With this strategy, the rest of your site (homepage, other articles) continues to function perfectly. Only the specific "game page" will have isolation active, allowing the in-page experience while minimizing the impact on other scripts.

  • Remember: spawnd Always Works: If all this seems too complex, that's fine! If you do nothing, the spawnd embed is smart enough to detect the lack of isolation and will revert to the standard mode (opening in a new tab), ensuring the user can always play.

5. ⚙️ How to Implement (Practical Guides)

Below are configuration examples for common platforms, focusing on the per-page/route strategy (the safest).

NGINX

Add a location block for the specific path in your site's configuration file (e.g., mysite.conf).

# Apply headers only for this specific article
location /game-article {
    add_header Cross-Origin-Opener-Policy "same-origin" always;
    add_header Cross-Origin-Embedder-Policy "require-corp" always;
}

Apache

Add the following to your root .htaccess file.

# Activate headers only for the /game-article URL
SetEnvIf Request_URI ^/game-article$ COI_PAGE
Header set Cross-Origin-Opener-Policy "same-origin" env=COI_PAGE
Header set Cross-Origin-Embedder-Policy "require-corp" env=COI_PAGE

Netlify

Add the path rule to your _headers file in your publish directory.

# Add headers only for /game-article
/game-article
  Cross-Origin-Opener-Policy: same-origin
  Cross-Origin-Embedder-Policy: require-corp

Vercel

Add the headers rule to your vercel.json file, specifying the source.

{
  "headers": [
    {
      "source": "/game-article",
      "headers": [
        { "key": "Cross-Origin-Opener-Policy", "value": "same-origin" },
        { "key": "Cross-Origin-Embedder-Policy", "value": "require-corp" }
      ]
    }
  ]
}

WordPress

This can be done by adding code to your (child) theme's functions.php file or by using a header management plugin.

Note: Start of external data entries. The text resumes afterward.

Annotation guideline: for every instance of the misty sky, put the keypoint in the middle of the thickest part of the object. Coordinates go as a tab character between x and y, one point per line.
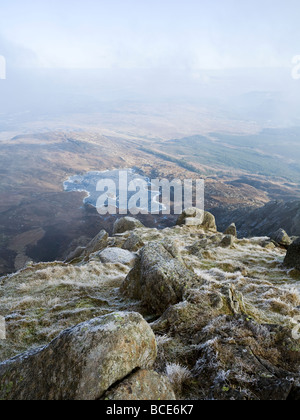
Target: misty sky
193	34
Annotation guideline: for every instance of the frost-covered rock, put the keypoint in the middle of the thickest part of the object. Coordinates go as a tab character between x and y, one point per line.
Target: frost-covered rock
83	362
158	279
117	256
292	259
281	237
227	241
143	385
231	230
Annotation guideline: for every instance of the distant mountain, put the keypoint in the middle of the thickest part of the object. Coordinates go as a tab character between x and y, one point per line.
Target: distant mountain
264	220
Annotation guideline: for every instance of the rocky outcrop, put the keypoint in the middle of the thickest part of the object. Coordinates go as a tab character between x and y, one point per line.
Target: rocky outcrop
263	221
227	241
158	279
231	230
224	312
142	386
126	224
83	362
292	259
117	256
281	238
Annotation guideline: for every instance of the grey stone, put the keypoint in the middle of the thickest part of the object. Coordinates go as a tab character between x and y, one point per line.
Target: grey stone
83	362
158	279
143	385
117	256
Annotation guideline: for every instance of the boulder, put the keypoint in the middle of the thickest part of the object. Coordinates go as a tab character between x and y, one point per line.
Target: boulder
117	256
231	230
158	279
134	242
191	217
126	224
292	259
98	243
227	241
209	222
281	237
143	385
83	362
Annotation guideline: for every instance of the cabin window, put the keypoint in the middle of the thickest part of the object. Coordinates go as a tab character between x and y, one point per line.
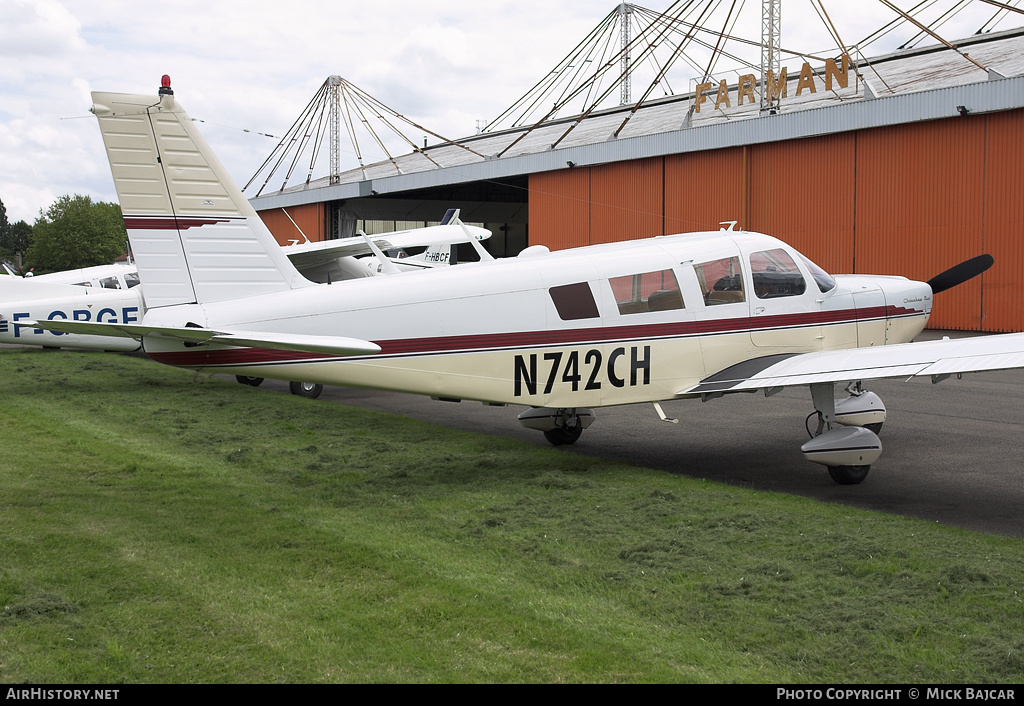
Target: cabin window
657	291
573	301
721	281
822	279
775	275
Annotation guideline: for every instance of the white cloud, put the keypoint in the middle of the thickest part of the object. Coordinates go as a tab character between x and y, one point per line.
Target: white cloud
255	66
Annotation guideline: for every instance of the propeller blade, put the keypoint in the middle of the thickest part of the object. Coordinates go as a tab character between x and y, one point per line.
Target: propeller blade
961	274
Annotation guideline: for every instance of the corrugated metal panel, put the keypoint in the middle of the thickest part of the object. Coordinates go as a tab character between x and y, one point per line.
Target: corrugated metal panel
702	190
803	192
1003	286
309	217
985	96
559	208
920	196
626	201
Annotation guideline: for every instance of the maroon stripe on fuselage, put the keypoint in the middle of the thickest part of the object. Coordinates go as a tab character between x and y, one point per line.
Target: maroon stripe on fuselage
525	339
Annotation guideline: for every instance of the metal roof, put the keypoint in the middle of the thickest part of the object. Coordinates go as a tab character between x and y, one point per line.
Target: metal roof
903	87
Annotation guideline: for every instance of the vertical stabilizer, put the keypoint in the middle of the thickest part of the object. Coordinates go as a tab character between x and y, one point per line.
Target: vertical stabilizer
194	235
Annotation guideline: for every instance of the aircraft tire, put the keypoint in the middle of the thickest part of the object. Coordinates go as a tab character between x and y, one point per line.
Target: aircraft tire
848	475
310	390
563	437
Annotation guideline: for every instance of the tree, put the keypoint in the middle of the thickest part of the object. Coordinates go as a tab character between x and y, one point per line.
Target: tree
74	232
4	226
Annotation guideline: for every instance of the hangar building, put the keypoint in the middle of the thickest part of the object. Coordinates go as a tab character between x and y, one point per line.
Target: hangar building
902	164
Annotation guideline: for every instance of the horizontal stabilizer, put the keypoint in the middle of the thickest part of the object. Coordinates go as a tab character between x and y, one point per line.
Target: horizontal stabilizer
936	359
310	254
331	345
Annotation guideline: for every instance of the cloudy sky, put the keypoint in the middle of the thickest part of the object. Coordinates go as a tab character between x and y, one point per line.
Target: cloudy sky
250	68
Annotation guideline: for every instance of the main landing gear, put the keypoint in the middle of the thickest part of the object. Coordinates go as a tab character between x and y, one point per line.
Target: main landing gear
310	390
846	439
560	426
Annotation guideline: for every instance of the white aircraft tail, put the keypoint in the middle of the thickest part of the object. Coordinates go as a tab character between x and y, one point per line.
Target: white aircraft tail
195	236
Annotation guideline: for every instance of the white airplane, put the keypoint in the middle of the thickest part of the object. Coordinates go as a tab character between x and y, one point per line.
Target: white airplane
679	317
108	293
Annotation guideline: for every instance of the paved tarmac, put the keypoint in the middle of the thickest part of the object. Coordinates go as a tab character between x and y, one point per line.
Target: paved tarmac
952	452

// Add headers only for the page with the 'slug' (URL) 'game-article'
add_action('send_headers', function() {
    if (is_page('game-article')) {
        header('Cross-Origin-Opener-Policy: same-origin');
        header('Cross-Origin-Embedder-Policy: require-corp');
    }
});

6. How to Verify the Upgrade Worked

After applying the configuration and clearing all caches (your browser, your site/plugin, and your CDN, if you use one), you can verify it worked.

The Quick Test (Visual)

  1. Visit the page on your site with the high-performance embed.
    1. Success: 🟢 The game loads and is playable directly inside the iframe.
    2. No Success: 🔴 The embed still shows the poster and the "Play" button for opening in a new tab.

The Technical Check (Console)

If the visual test fails, your configuration is likely not active.

  1. On your page, open the Developer Tools (F12 or Ctrl+Shift+I).
  2. Go to the "Console" tab.
  3. Type the command: window.crossOriginIsolated and press Enter.
    1. Result true: 🟢 Success! Isolation is active. If the game still doesn't run, the issue is elsewhere (but your COI config is correct).
    2. Result false: 🔴 Configuration Inactive. The browser did not receive the headers. The most likely cause is caching. Clear all caches again. If it still fails, double-check your configuration in Section 5.